There are numerous factors that can be considered when investigating ethical practices; this is just a small fraction of what you’ll need to know as your business grows: It’s crucial to know the difference between ethics and values. Ethics are a set of standards that govern how you conduct business based on the fundamental principles of honesty and integrity. Values, on the other hand, are your choices regarding what’s important to you; they’re personal beliefs or principles that steer your ethical decisions.
Conversely, it’s easy to get side-tracked from your core values and change your ethics to fit the company’s expectations. Imagine that an e-commerce business is selling clothing and accessories made from a material known for its harmful chemical content. A quality control expert might be able to find certain chemicals in the item at a rate of 10% or less, but it also contains a number of other toxins that are more harmful than the original chemical. The product will be marked with the warning label reading, “Warning! This product contains chemicals that may cause cancer or birth defects.
Top Five Ethical Practices for Your Business
1. Show Respect
No one person or entity is better than another. You must show respect to all your employees, even if they’ve done something wrong.
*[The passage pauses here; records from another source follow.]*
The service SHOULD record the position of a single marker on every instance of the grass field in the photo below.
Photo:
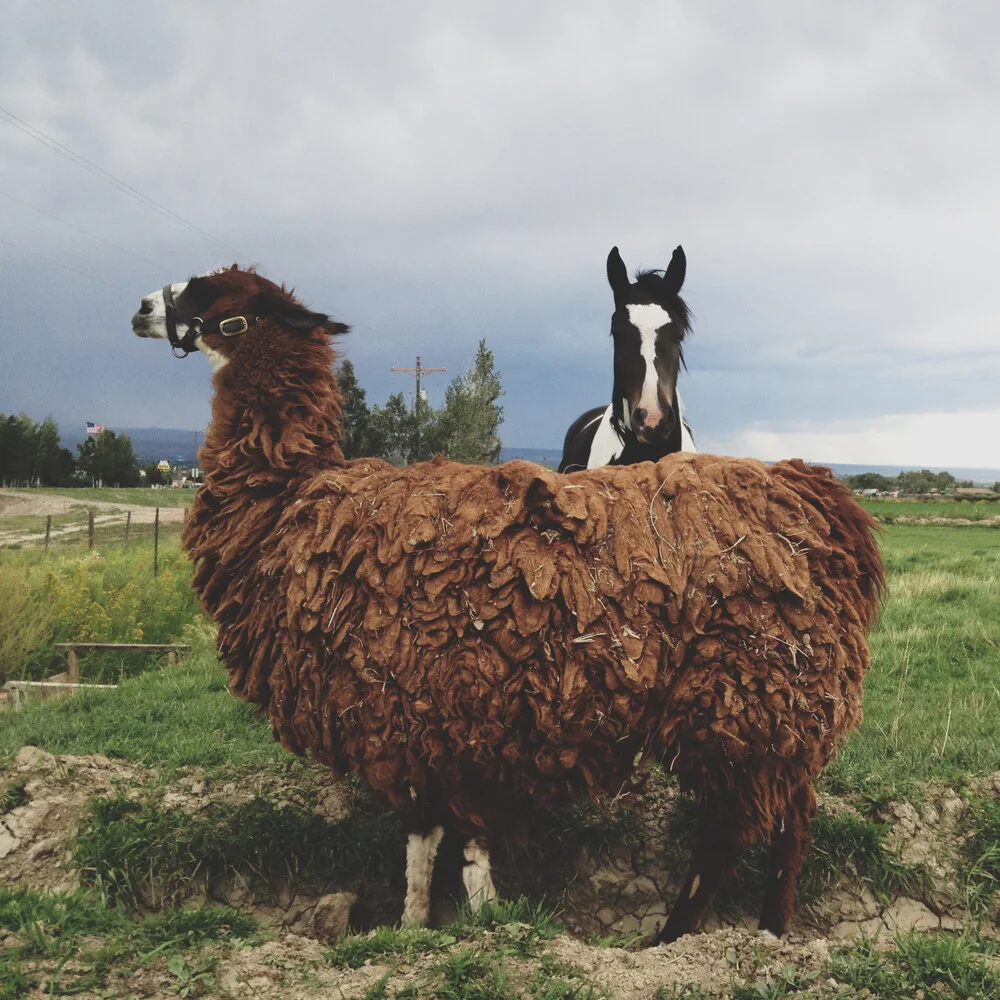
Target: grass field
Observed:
(932, 712)
(139, 495)
(932, 697)
(970, 510)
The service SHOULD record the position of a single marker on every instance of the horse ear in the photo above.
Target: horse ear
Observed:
(674, 277)
(292, 314)
(617, 273)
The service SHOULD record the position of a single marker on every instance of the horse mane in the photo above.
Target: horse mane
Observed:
(653, 283)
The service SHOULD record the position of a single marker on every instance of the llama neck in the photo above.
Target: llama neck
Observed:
(276, 412)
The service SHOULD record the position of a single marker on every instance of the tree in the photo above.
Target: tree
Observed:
(17, 449)
(32, 453)
(357, 437)
(107, 459)
(870, 481)
(468, 427)
(53, 463)
(393, 430)
(154, 475)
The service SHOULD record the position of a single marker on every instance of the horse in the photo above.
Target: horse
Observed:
(645, 420)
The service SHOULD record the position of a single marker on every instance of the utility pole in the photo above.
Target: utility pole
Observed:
(418, 371)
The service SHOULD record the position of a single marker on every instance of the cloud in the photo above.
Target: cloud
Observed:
(439, 172)
(961, 440)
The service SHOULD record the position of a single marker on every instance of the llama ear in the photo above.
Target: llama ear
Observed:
(674, 278)
(617, 273)
(292, 314)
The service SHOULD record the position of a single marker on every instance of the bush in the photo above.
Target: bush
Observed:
(25, 625)
(95, 597)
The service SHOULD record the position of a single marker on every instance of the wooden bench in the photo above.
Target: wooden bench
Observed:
(73, 659)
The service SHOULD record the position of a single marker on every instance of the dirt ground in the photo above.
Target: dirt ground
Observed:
(14, 503)
(622, 894)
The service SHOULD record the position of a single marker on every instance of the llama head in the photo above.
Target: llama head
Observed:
(212, 313)
(648, 326)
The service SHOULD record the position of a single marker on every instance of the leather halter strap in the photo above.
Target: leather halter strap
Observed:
(231, 326)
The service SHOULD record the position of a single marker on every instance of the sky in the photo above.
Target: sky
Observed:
(440, 172)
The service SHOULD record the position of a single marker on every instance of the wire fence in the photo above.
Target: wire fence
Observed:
(94, 528)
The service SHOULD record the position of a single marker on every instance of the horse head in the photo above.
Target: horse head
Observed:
(648, 327)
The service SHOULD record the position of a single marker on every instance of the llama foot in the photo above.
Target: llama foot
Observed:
(476, 875)
(420, 852)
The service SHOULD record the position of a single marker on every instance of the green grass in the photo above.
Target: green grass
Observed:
(138, 495)
(139, 852)
(937, 965)
(100, 596)
(75, 942)
(495, 954)
(980, 856)
(970, 510)
(169, 718)
(932, 696)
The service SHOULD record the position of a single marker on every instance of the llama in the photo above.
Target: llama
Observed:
(474, 641)
(645, 419)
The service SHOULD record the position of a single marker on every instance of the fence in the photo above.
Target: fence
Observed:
(93, 528)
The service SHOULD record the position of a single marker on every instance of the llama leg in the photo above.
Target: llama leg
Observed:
(420, 851)
(476, 874)
(787, 854)
(712, 866)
This doesn’t mean that you should condone bad behavior or turn a blind eye towards misconduct, but rather you need to look at what could have been done differently on your end. It’s important to keep an open mind and review previously established policies to see if there are any gaps in your judgement.
2. Listen To Feedback
To know if your employees have complaints about work, simply ask them. If you’re still unsure about the extent of the problem, put a survey to a vote. The survey results will speak for themselves and you will know how serious things are before taking action on their behalf.
You should make nothing official without the input of employees, however. If you don’t hear their voices, they may just not be that important after all. It never hurts to ask, though.
3. Keep Your Word
You’ve made a promise to a client, so it is within your best interests as well as the client’s to keep it.
If you’re in charge of meeting up with someone from the other side of the world, don’t cancel on them at the last minute because it would be inconvenient for you. If you promise that you’ll be back in two hours and there is no need for rush hour traffic in order to do so, then go ahead and stick to your schedule.
4. Foster A Culture Of Trust
It’s hard to know where to start when building trust with your employees, but a good place is with transparency and honesty. Make sure that everything is out in the open and that employees know what to expect during all stages of the work cycle. It is also important to understand that some people are naturally more trusting than others, so it’s best to avoid making judgements about other employees before you’ve met them.
This is a general quotation from the Hippocratic Oath. The ethical core of medical practice is not to harm or do damage but rather to help and heal those in need. By applying this philosophy, you will be able to give your customers and employees that extra bit of confidence that they need in times of uncertainty or doubt.
5. Carry The Load
If you want your business to succeed, you have to be willing to give up some of yourself along the way. You must be a leader who can continually motivate and inspire your employees; this means taking on stress that was once theirs and not just sitting back and letting them deal with things as they are.
Business is a never-ending learning process, so there’s no way to have all the answers from day one. However, if you know what the answers are and if you take the time to be fully informed, ethical boundaries can be effectively established in your business. It’s important to have a culture that is open to learning and changing along the way but the good news is you can earn the respect and trust of those around you with a little work.
Business ethics refers to an ethical framework relating to business that applies standards of right and wrong, particularly in regard to business conduct such as honesty, selfishness, fairness, justice and integrity, as well as deception and unfair actions such as theft or exploitation. Business ethics (business ethics) are the codified values that serve as the basis for conduct within the fields of commerce. The term “business ethics” was coined by Julian H.